Abelardo Morales-Gamboa, UNA
El fascismo sigue siendo una amenaza a la supervivencia de la civilización humana, pero perdemos conciencia de ello porque su energía no consiste en el uso irracional de la fuerza, como la forma mediante la cual se imponen todos los autoritarismos y totalitarismos, sino en el uso de las ideologías y, a través de ellas, el encantamiento y control cultural de las masas. Sus procedimientos son sutiles, atrayentes y capaces de internalizarse hasta en los espíritus más nobles.
Las expresiones que asume el fascismo en el siglo XXI, según lo ha mostrado William I. Robinson en varias de sus investigaciones académicas, no son ajenas a las características del capitalismo globalizado y, por lo tanto, a los intereses de algunas élites empresariales y de las corporaciones. Producir fascismo es negocio y ganar con el fascismo lo puede ser aún más. Por eso no lo podemos considerar un fenómeno “anormal” de la dinámica histórica presente, sino uno de sus resultados probables. Manifestaciones de ello se suceden alrededor del planeta y no aparecen necesariamente en sociedades políticamente atrasadas: varios países de Europa, Estados Unidos y América Latina, donde occidente sembró sus civilizaciones nor atlánticas y donde las instituciones reproducen las lógicas contradictorias del capitalismo: entre la prometida democracia y los intereses particulares de la dominación en crisis se dan muestras abundantes y recientes.
Contribuir y asumir la destrucción de las instituciones que instaló la modernidad civilizatoria de occidente figura entre las cuestiones de las cuales se encargará el fascismo al asumir su lugar en ese juego de contradicciones intercapitalistas luego del fracaso del comunismo. Para ello, aquel no se presenta revelando sus vestiduras, sino enarbolando los estandartes de la salvación, los emblemas mesiánicos, narrativas plagadas de populismo conservador, de la restauración patriarcal o, incluso, las promesas de sabios profetas del mercado.
La crisis de las instituciones, como la crisis del mercado, son provocadas por las contradicciones y fracturas del sistema social y de la economía capitalista. La falta de oportunidades y la desigualdad que produce un sistema capitalista en crisis se disfraza como una falla de las instituciones. Aunque en parte adquieren vida propia, el trasfondo de la institucionalidad está en el resguardo de un régimen social, del sistema de poder y de los aparatos mediante los cuales opera la dominación política y el control social. Estas gozan de legitimidad cuando expresan y responden a las necesidades y expectativas de las masas y cuando, de esa manera, contribuyen al mismo tiempo al resguardo de los intereses económicos y proyectos de dominación de las élites. Es decir, cuando adquieren una función estratégica en la creación de contrapesos sociales y políticos frente a los grandes desbalances de la dominación.

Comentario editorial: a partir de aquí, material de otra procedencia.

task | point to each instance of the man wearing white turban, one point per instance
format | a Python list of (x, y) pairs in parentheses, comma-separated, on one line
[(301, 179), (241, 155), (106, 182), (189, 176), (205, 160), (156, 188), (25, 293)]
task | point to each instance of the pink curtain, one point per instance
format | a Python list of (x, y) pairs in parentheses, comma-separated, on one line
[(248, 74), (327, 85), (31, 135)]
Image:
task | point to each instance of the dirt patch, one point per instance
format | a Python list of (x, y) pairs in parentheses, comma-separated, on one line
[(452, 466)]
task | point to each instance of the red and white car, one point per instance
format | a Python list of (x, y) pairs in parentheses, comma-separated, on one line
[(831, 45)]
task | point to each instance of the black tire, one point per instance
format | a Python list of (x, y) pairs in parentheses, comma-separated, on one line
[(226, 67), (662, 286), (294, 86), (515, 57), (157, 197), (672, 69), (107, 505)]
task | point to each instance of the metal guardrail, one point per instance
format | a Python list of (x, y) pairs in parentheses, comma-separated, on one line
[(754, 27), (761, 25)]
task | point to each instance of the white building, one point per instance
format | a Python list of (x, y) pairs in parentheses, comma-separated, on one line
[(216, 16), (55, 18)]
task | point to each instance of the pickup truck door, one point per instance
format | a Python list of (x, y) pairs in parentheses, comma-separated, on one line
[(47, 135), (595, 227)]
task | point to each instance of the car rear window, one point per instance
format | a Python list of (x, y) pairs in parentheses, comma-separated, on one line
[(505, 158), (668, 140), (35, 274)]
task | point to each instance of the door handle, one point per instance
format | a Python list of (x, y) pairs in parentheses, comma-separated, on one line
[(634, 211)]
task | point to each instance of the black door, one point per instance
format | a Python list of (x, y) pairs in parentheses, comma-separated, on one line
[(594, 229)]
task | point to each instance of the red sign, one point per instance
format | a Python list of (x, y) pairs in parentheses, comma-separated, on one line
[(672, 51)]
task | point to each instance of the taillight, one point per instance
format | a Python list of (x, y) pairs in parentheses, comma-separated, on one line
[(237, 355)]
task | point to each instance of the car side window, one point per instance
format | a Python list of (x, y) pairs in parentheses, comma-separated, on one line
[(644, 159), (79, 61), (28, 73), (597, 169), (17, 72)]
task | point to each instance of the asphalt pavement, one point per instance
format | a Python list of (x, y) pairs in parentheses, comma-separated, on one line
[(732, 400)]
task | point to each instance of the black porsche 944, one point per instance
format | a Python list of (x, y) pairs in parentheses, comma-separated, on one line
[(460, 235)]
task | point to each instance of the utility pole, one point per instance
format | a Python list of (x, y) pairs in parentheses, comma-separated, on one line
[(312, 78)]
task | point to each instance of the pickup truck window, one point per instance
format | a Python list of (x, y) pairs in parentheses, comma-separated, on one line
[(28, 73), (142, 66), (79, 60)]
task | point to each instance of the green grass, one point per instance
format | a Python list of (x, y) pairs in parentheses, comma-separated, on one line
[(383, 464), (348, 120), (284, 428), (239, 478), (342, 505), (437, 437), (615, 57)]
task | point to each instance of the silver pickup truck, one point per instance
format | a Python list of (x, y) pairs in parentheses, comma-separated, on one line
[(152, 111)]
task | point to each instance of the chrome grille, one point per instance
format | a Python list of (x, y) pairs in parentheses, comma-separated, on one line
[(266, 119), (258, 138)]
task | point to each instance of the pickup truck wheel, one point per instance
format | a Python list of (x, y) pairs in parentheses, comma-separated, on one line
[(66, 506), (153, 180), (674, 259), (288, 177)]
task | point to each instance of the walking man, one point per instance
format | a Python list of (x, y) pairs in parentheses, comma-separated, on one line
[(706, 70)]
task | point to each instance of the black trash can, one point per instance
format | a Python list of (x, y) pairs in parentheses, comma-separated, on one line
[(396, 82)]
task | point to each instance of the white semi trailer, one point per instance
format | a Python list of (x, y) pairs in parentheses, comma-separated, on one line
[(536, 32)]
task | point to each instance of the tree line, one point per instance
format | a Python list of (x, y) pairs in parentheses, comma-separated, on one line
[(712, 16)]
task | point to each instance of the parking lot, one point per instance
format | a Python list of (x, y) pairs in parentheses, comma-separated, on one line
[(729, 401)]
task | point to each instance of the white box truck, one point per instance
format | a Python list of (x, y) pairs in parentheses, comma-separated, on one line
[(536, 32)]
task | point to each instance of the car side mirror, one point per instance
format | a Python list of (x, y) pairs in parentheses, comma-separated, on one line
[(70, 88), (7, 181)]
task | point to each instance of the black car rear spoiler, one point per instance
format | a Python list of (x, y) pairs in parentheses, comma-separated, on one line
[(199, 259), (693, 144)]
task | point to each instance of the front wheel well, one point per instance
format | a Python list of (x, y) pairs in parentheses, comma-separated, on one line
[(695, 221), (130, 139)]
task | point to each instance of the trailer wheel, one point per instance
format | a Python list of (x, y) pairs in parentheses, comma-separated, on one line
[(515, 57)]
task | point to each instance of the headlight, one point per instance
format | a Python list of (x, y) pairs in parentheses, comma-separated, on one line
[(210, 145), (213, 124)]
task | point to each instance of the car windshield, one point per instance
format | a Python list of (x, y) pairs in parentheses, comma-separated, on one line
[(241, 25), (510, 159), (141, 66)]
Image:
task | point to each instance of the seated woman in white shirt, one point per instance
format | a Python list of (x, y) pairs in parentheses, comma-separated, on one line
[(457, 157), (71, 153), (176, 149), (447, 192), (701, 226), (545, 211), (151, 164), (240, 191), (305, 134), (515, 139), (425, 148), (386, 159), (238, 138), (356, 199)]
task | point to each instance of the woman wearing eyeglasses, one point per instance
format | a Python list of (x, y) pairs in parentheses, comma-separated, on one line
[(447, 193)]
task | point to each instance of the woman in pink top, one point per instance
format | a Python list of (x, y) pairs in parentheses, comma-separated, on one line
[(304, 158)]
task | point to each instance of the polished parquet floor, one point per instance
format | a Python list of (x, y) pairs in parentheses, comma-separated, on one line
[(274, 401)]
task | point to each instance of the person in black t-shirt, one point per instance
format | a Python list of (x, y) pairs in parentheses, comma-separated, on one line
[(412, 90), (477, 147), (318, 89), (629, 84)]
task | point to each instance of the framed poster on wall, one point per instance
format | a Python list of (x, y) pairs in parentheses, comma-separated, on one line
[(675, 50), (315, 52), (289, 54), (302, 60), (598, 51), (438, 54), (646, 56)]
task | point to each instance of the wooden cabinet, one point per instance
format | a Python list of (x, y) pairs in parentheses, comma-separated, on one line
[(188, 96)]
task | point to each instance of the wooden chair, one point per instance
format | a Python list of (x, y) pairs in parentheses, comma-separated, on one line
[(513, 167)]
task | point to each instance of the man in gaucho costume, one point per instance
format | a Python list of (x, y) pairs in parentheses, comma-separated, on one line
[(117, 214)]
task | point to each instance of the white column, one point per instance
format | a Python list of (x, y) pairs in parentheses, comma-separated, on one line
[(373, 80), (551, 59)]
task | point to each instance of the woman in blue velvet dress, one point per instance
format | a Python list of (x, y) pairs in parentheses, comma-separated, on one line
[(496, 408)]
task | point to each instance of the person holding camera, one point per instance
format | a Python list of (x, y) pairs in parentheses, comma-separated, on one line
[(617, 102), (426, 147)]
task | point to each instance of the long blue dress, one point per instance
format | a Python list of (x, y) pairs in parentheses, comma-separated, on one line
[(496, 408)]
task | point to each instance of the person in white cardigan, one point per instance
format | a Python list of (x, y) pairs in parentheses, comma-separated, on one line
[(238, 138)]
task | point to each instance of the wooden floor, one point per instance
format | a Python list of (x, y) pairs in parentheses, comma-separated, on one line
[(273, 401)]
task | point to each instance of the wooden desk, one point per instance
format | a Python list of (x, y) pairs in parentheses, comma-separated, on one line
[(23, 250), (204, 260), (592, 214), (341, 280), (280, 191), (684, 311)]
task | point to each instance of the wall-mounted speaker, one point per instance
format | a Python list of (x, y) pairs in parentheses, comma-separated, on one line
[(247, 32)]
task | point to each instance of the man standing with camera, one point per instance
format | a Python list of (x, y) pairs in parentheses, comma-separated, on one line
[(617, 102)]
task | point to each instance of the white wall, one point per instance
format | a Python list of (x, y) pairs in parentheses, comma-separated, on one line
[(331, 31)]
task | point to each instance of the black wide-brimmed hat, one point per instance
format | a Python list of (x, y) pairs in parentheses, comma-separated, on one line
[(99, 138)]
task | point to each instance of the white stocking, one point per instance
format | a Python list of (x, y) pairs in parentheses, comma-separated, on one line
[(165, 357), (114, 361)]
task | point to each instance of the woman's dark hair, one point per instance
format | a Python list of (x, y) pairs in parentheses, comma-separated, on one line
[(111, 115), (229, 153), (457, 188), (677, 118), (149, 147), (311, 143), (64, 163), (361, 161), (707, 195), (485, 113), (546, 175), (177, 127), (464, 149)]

No son los promotores del mesianismo fascista quienes producen la crisis de las instituciones, pero aquellos se fortalecen con ella. Cuando se dan las fracturas de las instituciones políticas, sociales y culturales, del sistema de justicia, de la cultura cívica y la educación, se produce un estado de desamparo social y de abandono que es percibido por las masas como traición. Los mismos voceros del sistema previamente han propagado la idea de que los responsables de la perversión de las instituciones son los funcionarios que, ciertamente, en algunos casos gozan de privilegios que resultan desmedidos, y de esa forma ya el negocio está hecho. La tarea es el combate a ese enemigo.
Así, surge el momento en que el mismo mercado lanza su misión salvadora bajo el lema “yo me como la bronca”, con un ataque articulado a las instituciones en crisis, a sus funcionarios e, incluso, a los beneficiarios a los que identifica como parásitos, (“la señora lleva los niños a la guardería pública para poder ver la telenovela”) no para resolver la crisis sino para derribar las instituciones y acabar con su función legitimadora del orden social y, por lo tanto, su costo fiscal. Es lo que, desde la teoría revolucionaria, haría un proyecto de cambio, para restaurar la legitimidad de las instituciones creando un nuevo régimen institucional, pero dada la crisis de promesas históricas que gocen de legitimidad entre la población, la sociedad queda a merced de los francotiradores o talibanes anti institucionales.
El camino no es matar al mensajero. No se debe aceptar a secas que el ataque a una u otra institución sea responsabilidad individual de un tipo díscolo que no se ha educado en las maneras de correctas del discurso político, como no lo fueron Trump, Bolsanaro y la dirigencia de Vox en España. Las formas del discurso político no importan, son parte de la ruptura y saben que sus narrativas pueden colonizar la voluntad de masas furibundas y poco educadas. Tienen el fuego para el pasto seco y ofrecen poner orden en el capitalismo postpandémico.